Answer The log-10 transformation of 0 is negative infinity. So, when we plot the distribution of log-10 income, the individuals with 0 income are not visible.

4 Heteroskedasticity

[08] Let’s go back to our first regression in the last problem set. We estimated the model:

\[ \text{Income} = \beta_0 + \beta_1 \text{Education}_i + u_i \]

Estimate the model again. Use the lm() function. Set the option na.action = na.exclude inside of lm().

Now plot—scatterplot using geom_point()—the residuals against education. What do you notice?

Answer

The scatterplot suggests disturbances may not be homoskedastic. The residuals have larger variance for individuals with more education.

[09] We don’t need to rely on scatterplots to detect heteroskedasticity. We have formal tests! Use the Goldfeld-Quandt test to test for heteroskedasticity in the model. Make sure to report the p-value and your conclusion.

Hint: The course notes walk you through this test.

Note: I want you to do the test manually (do not use the gqtest() function from the lmtest package).

Answer

[10] Now use the White test to test for heteroskedasticity in the model. Make sure to report the p-value and your conclusion.

[11] What is the difference between the Goldfeld-Quandt test and the White test?

[12] Assuming that you found significant evidence of heteroskedasticity, what are some ways to address the issue?

[13] “Fix” your standard errors using White’s heteroskedasticity-robust standard errors. How much do the standard errors change?

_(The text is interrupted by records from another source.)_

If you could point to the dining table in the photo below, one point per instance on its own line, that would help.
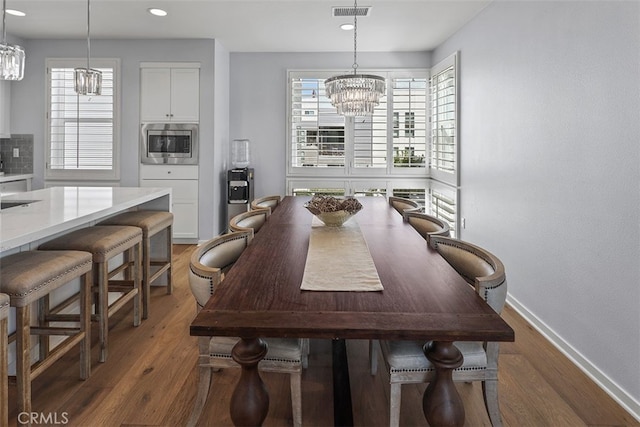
(419, 297)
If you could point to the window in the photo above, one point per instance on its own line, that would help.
(392, 141)
(444, 122)
(443, 149)
(83, 131)
(408, 147)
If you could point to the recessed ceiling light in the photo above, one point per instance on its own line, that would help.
(157, 12)
(15, 12)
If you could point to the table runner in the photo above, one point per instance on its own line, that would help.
(338, 259)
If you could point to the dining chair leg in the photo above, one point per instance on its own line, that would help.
(373, 356)
(204, 382)
(296, 398)
(394, 404)
(490, 394)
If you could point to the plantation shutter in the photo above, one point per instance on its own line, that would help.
(444, 126)
(81, 126)
(409, 122)
(370, 138)
(317, 130)
(82, 138)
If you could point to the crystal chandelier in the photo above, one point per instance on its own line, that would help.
(88, 81)
(11, 56)
(355, 94)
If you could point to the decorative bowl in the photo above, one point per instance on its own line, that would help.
(333, 211)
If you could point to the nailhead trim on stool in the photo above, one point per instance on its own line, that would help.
(151, 223)
(29, 277)
(105, 242)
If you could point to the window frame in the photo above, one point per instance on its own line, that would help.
(434, 173)
(349, 170)
(84, 175)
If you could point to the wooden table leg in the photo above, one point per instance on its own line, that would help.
(250, 399)
(442, 404)
(342, 407)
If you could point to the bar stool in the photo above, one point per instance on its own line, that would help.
(151, 223)
(29, 277)
(4, 383)
(105, 242)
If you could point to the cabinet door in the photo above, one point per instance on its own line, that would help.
(5, 116)
(155, 94)
(185, 94)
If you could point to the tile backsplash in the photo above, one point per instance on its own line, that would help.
(24, 145)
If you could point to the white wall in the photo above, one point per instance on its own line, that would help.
(258, 101)
(217, 179)
(28, 104)
(550, 171)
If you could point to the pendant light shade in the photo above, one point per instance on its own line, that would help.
(11, 56)
(355, 94)
(88, 81)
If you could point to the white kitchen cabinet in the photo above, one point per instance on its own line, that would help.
(183, 181)
(5, 109)
(14, 186)
(169, 94)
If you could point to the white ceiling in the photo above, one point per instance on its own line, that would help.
(251, 25)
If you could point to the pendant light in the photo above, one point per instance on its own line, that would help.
(88, 81)
(355, 94)
(11, 56)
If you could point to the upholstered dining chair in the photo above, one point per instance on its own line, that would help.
(405, 360)
(251, 220)
(208, 265)
(426, 224)
(267, 202)
(403, 205)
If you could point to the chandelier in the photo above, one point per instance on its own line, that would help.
(11, 56)
(88, 81)
(355, 94)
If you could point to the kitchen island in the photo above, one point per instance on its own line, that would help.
(40, 215)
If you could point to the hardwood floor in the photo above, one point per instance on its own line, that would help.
(150, 380)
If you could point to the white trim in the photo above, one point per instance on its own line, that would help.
(617, 393)
(169, 65)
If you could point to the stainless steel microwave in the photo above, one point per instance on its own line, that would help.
(169, 143)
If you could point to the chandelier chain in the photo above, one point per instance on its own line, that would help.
(4, 19)
(88, 32)
(355, 36)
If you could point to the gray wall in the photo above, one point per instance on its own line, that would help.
(259, 102)
(550, 166)
(28, 103)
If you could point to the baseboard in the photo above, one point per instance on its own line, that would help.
(630, 404)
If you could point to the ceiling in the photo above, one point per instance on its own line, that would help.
(250, 25)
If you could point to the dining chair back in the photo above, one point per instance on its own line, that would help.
(405, 360)
(403, 205)
(267, 202)
(251, 220)
(208, 265)
(426, 224)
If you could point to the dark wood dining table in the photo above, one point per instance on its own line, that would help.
(423, 299)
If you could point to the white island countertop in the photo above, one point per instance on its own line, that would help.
(8, 177)
(60, 209)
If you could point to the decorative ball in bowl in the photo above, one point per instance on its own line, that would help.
(333, 211)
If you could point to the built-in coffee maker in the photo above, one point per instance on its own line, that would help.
(240, 190)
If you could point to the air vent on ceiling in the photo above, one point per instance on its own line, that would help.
(339, 11)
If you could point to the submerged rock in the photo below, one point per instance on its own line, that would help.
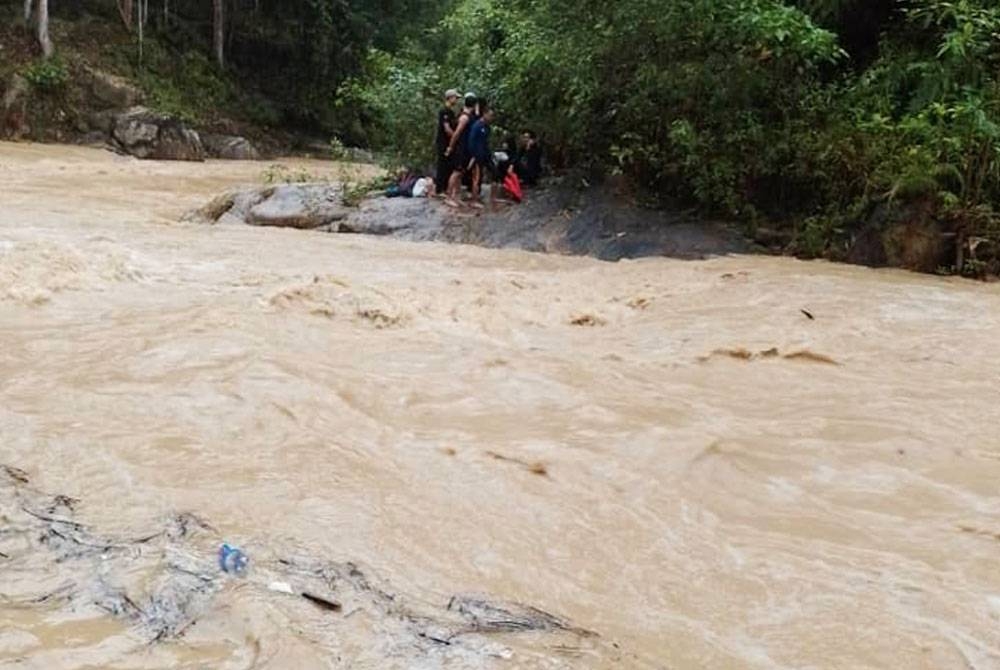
(557, 220)
(298, 206)
(147, 134)
(230, 147)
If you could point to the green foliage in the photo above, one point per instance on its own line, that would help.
(751, 108)
(46, 75)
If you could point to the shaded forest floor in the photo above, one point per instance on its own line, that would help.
(64, 107)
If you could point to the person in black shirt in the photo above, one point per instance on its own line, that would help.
(445, 130)
(529, 159)
(457, 151)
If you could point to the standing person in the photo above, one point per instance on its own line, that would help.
(529, 160)
(457, 150)
(446, 128)
(481, 157)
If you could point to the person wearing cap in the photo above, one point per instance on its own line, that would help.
(445, 130)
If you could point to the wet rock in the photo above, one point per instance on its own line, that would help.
(146, 134)
(110, 90)
(557, 221)
(230, 147)
(102, 121)
(917, 245)
(297, 206)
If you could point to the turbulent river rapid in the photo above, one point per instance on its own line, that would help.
(489, 458)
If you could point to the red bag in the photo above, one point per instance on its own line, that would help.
(513, 186)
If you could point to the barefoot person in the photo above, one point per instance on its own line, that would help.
(457, 151)
(445, 130)
(481, 157)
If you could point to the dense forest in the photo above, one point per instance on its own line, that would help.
(810, 116)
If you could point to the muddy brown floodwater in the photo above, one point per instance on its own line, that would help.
(669, 454)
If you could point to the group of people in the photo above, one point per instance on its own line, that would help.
(464, 154)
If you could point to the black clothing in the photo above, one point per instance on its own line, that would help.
(446, 117)
(529, 165)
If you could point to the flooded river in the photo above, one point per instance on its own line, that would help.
(670, 454)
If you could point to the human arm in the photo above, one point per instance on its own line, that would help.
(463, 121)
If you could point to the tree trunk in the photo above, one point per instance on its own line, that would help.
(125, 9)
(42, 27)
(218, 41)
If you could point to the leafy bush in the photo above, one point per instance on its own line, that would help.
(46, 75)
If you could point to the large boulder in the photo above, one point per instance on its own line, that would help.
(230, 147)
(146, 134)
(110, 91)
(299, 206)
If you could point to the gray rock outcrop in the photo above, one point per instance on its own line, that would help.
(147, 134)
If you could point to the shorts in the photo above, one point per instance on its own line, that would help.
(459, 162)
(487, 167)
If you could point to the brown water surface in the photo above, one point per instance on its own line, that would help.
(668, 453)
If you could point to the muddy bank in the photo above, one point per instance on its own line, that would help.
(162, 582)
(558, 219)
(672, 454)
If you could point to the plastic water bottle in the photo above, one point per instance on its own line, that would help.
(233, 561)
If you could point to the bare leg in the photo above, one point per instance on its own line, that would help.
(454, 182)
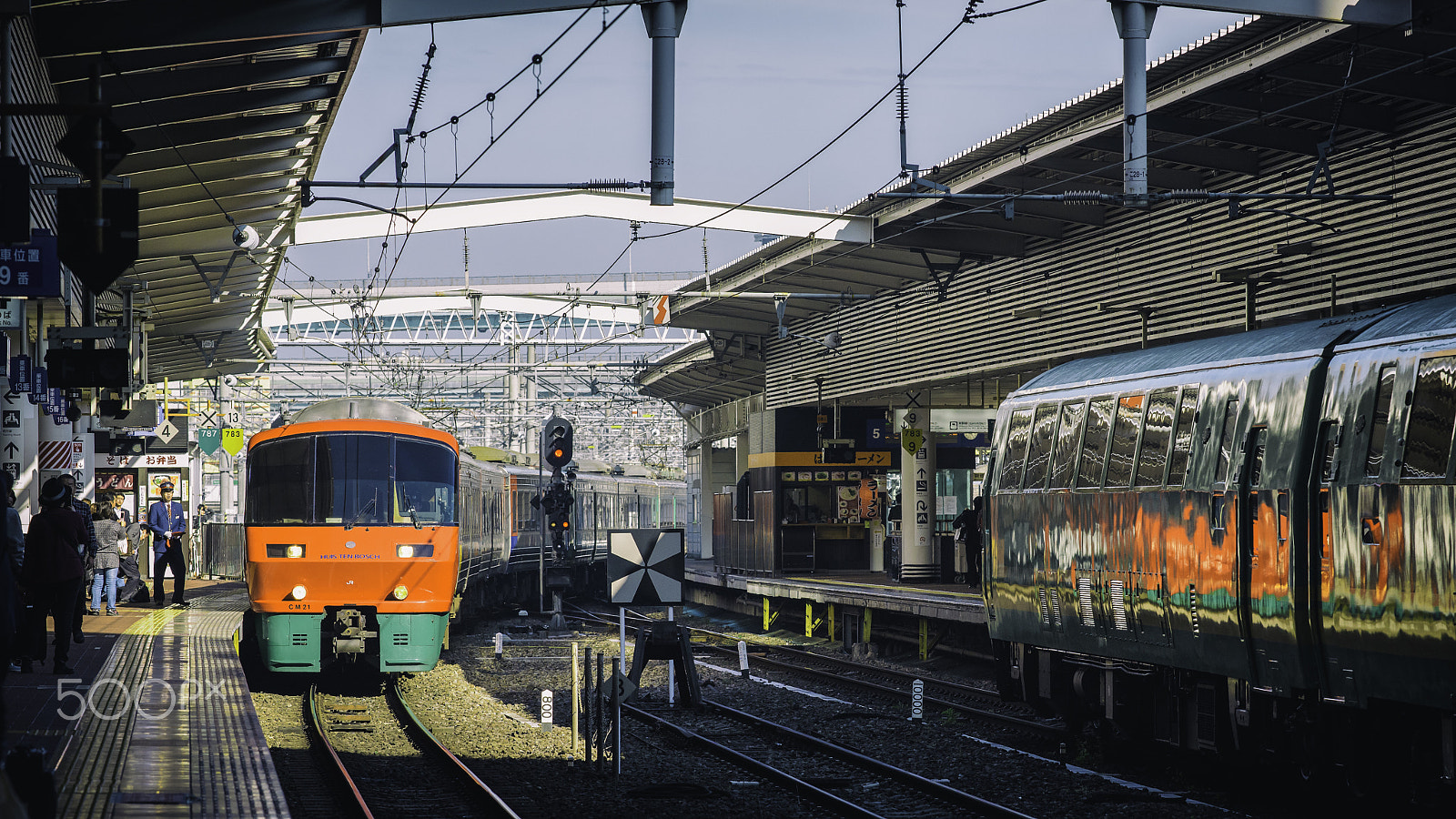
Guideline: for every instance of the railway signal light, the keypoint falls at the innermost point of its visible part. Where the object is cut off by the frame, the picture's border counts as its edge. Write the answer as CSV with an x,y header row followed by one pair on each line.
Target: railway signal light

Hint: You can set vcov = 'het' inside of feols() to get heteroskedasticity-robust standard errors. For example, feols(y ~ x, data = data, vcov = 'het').

5 Clustering

Suppose we are interested in estimating the returns to education but we suspect the returns may differ by individuals’ races.

[14] Estimate the model:

\[ \text{Income} = \beta_0 + \beta_1 \text{Education}_i + \beta_2 \mathbb{I}(\text{White})_i + \beta_3 \text{Education}_i \times \mathbb{I}(\text{White})_i + u_i \] where \(\mathbb{I}(\text{White})_i\) is the indicator for whether the individual is white (i_white).

Use our “standard” (IID) standard errors (the ones from 320 that assume homoskedasticity).

Report the coefficient estimates and standard errors in a table.

[15] Interpret the coefficient on the interaction term in [14].

[16] Re-estimate the model from [14] using cluster-robust standard errors. Use the cluster option in feols() to cluster the standard errors by county (county), e.g., feols(y ~ x, data, cluster = ~ county).

[17] Compare the standard errors from [14] and [16]. What do you notice? Are they meaningfully different? Explain.

[18] Why would we potentially want to cluster our standard errors at the county level in this dataset?

[19] Why are the coefficients in [14] and [16] the same?

6 General questions

[20] Which assumption of OLS is violated when the error term is heteroskedastic?

[21] Which assumption of OLS is violated when we need to cluster our standard errors?

[22] Why is OLS still unbiased when the disturbance is heteroskedastic?

[23] Why is OLS inefficient when the disturbance is heteroskedastic?